What’s the use of online feature groups if it does not work with kafka?

moritzmeister · August 25, 2021, 9:16am

Hi Tim,

it is not entirely clear to me what you mean with this:

I tried sending json to kafka and always got the following error while trying the insert_stream(streaming_df) method

What does the JSON contain, and what schema does it have, does it have the same schema as you created the feature group with?

Here is an example on how to ingest a Spark Streaming Dataframe to the online feature store.

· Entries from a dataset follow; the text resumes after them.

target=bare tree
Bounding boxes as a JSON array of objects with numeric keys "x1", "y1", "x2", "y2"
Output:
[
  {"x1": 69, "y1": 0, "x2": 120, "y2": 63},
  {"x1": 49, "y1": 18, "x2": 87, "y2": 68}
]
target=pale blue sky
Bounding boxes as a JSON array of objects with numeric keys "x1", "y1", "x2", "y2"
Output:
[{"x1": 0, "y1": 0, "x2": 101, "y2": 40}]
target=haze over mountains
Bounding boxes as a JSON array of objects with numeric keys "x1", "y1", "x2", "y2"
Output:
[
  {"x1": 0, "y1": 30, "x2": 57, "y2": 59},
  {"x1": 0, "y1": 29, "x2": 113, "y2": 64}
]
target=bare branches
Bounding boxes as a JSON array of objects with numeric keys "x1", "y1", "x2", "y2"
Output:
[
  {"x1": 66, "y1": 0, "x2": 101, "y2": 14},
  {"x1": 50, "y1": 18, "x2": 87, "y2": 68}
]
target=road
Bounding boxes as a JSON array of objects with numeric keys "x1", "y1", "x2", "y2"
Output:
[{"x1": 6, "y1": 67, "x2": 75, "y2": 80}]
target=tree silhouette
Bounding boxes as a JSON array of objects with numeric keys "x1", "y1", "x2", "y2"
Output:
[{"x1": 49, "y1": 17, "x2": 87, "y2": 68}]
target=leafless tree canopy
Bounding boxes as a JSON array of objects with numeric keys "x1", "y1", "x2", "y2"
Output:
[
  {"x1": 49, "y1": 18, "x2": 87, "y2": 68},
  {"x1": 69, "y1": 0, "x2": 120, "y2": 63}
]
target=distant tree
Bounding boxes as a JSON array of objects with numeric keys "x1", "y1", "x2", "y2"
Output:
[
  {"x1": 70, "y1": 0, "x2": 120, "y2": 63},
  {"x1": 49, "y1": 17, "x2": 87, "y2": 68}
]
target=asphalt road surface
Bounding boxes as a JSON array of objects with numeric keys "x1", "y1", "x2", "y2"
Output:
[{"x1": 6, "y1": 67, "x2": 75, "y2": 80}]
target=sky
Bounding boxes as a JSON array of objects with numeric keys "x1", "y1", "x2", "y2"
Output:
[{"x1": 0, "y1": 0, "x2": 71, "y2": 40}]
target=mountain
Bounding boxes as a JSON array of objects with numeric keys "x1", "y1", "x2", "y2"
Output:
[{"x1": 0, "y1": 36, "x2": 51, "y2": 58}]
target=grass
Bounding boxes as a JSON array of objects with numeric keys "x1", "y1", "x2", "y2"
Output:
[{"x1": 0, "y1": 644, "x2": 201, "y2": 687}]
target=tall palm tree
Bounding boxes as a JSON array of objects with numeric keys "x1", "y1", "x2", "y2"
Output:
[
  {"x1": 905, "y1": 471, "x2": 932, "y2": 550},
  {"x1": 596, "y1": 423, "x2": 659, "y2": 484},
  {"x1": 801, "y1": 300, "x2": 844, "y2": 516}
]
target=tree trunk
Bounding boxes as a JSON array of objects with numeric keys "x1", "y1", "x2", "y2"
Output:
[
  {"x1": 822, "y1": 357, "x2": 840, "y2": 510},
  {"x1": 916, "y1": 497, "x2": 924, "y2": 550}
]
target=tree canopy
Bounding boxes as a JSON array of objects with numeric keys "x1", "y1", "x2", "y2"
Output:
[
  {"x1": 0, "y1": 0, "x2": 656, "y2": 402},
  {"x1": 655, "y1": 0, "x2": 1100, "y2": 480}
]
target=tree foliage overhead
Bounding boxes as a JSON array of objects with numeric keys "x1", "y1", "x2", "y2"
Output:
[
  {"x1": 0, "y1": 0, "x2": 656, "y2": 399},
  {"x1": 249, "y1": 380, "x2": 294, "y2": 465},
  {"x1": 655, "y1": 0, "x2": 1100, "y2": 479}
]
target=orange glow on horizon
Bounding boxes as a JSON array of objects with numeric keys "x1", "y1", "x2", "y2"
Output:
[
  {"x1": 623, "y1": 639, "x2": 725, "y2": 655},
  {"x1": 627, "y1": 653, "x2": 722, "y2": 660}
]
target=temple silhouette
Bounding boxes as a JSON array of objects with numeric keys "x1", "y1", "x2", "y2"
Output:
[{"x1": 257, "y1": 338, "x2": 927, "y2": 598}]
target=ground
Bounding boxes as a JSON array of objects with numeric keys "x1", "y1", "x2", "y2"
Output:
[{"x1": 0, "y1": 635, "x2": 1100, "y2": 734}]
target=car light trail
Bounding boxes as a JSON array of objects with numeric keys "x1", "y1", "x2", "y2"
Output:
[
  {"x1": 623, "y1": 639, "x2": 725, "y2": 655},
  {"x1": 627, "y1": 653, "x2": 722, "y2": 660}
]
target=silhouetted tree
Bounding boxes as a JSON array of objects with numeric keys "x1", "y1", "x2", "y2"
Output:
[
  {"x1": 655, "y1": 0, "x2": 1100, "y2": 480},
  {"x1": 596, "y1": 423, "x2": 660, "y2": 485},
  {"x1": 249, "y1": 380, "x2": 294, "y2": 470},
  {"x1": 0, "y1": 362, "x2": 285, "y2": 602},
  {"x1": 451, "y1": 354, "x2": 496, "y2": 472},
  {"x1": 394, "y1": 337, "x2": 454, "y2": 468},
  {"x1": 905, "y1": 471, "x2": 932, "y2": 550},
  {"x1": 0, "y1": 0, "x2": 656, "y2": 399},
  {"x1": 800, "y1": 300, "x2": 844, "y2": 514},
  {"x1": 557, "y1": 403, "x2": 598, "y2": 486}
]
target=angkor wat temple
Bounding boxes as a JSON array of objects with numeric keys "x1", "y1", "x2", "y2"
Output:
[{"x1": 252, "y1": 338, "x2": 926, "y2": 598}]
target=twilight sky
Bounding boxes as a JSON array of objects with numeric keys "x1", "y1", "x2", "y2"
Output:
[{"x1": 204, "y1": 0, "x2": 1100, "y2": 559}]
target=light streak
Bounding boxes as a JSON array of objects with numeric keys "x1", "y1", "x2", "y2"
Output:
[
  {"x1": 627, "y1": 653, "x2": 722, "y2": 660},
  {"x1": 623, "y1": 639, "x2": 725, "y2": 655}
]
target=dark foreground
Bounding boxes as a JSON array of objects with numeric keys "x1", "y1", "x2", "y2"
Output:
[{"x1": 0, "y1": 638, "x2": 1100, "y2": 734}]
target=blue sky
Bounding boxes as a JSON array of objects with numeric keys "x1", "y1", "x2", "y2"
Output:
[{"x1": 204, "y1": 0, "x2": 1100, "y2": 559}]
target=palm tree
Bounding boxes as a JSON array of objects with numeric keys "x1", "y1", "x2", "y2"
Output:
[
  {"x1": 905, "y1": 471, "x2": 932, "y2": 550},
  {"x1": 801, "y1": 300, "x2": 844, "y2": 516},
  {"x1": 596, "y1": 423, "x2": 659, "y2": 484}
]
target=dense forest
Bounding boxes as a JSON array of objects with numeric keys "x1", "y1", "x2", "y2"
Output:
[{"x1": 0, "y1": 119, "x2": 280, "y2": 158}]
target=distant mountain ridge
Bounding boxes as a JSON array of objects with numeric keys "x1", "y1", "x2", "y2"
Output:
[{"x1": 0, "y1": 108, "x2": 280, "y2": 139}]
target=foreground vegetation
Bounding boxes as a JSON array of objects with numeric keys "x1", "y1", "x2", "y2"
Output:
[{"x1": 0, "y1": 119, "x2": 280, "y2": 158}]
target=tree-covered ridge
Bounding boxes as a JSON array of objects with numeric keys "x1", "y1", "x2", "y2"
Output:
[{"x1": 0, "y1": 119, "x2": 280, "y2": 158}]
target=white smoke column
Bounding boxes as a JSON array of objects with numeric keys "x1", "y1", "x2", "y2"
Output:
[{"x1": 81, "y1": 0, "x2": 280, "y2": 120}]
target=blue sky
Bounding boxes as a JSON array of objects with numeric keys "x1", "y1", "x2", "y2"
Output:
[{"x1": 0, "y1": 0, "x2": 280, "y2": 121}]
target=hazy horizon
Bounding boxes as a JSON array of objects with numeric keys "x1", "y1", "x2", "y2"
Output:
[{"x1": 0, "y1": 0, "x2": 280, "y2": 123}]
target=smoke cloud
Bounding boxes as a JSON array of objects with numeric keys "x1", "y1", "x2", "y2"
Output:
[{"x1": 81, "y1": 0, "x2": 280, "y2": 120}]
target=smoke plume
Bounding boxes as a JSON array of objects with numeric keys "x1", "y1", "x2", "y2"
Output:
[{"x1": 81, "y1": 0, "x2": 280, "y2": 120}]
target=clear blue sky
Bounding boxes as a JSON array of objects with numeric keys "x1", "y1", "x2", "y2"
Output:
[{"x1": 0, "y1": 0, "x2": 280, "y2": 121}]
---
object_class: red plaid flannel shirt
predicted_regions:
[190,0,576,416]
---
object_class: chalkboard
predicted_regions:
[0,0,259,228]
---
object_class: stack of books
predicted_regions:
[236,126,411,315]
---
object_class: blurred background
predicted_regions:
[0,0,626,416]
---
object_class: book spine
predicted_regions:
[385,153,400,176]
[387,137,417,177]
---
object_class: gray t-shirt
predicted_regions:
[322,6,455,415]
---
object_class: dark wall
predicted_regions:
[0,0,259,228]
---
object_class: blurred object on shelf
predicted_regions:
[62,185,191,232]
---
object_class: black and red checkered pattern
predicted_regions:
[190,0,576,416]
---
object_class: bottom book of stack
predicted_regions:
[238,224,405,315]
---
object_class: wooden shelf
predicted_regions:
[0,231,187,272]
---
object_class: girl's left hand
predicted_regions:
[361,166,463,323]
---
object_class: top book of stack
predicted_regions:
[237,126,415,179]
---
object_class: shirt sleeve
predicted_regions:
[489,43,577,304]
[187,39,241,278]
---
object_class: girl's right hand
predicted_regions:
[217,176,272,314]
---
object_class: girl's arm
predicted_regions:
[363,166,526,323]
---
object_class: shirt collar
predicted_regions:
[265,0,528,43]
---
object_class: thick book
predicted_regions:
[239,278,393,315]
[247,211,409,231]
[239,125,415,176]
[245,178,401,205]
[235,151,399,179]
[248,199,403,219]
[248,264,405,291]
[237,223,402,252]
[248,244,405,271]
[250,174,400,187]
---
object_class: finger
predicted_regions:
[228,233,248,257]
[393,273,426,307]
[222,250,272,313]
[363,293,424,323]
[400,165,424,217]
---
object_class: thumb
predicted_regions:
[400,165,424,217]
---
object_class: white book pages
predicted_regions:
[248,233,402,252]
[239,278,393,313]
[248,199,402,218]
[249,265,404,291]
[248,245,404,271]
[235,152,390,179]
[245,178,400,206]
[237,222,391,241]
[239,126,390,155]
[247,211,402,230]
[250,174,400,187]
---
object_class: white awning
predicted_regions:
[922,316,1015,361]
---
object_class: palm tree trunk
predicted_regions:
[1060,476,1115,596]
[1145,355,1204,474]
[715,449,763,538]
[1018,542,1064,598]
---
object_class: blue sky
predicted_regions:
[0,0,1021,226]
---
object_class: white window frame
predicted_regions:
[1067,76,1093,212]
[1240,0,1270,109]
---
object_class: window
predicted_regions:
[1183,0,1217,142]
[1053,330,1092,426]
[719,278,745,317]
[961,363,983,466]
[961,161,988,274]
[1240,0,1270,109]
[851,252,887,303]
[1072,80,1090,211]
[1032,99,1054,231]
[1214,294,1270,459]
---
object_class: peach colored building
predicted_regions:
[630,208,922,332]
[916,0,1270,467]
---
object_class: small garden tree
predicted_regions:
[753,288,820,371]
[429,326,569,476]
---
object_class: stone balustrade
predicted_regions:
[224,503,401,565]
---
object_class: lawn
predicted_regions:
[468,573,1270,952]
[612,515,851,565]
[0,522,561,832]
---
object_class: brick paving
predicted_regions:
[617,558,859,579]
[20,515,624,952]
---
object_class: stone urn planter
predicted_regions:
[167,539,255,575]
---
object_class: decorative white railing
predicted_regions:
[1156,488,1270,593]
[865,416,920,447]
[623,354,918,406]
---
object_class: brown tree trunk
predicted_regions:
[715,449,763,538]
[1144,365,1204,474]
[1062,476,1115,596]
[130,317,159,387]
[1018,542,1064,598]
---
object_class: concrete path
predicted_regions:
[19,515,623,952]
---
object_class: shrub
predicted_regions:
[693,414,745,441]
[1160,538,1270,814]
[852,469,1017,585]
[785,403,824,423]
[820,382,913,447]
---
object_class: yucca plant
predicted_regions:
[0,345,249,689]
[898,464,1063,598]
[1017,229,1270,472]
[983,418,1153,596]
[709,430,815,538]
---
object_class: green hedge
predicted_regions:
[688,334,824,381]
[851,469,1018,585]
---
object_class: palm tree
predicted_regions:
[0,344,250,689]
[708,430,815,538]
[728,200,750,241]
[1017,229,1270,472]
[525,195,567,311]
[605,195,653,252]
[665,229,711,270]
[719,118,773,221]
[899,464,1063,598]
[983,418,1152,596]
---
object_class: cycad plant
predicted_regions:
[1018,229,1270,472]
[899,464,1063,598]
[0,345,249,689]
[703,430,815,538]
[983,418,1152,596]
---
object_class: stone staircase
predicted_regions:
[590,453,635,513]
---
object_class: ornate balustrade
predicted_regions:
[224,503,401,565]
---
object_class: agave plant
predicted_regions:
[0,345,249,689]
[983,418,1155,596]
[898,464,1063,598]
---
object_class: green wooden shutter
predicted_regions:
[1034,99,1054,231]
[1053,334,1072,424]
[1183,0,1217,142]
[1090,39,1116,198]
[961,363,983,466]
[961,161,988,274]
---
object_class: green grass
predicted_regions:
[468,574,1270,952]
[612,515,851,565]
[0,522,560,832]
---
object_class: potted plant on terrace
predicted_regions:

The idea is that you read a stram of messages from your own Kafka Topic into a Spark Streaming DF to perform some aggregation/feature engineering on these messages, which are typically window aggregations. You can then pass the resulting Streaming DF to insert_stream(df). From what I see in the error, you are trying to pass a streaming dataframe coming directly from kafka to the online feature store. However, the online feature store expects the dataframe to have the same schema as when you created the feature group the first time. What you see there as [timestamptype, partition, key, value, timestamp, topic, offset] is the schema of a Kafka message, what you probably need to do is taking what’s contained in value and transform it into the schema of the feature group.

Tim · August 25, 2021, 4:18pm

OK. That example checks out. Online feature groups work in the PySpark notebook.
However in our case, we are not going to use the Kafka provided by Hopsworks. The engineering team uses their Confluent Kafka. Do you have an example for that?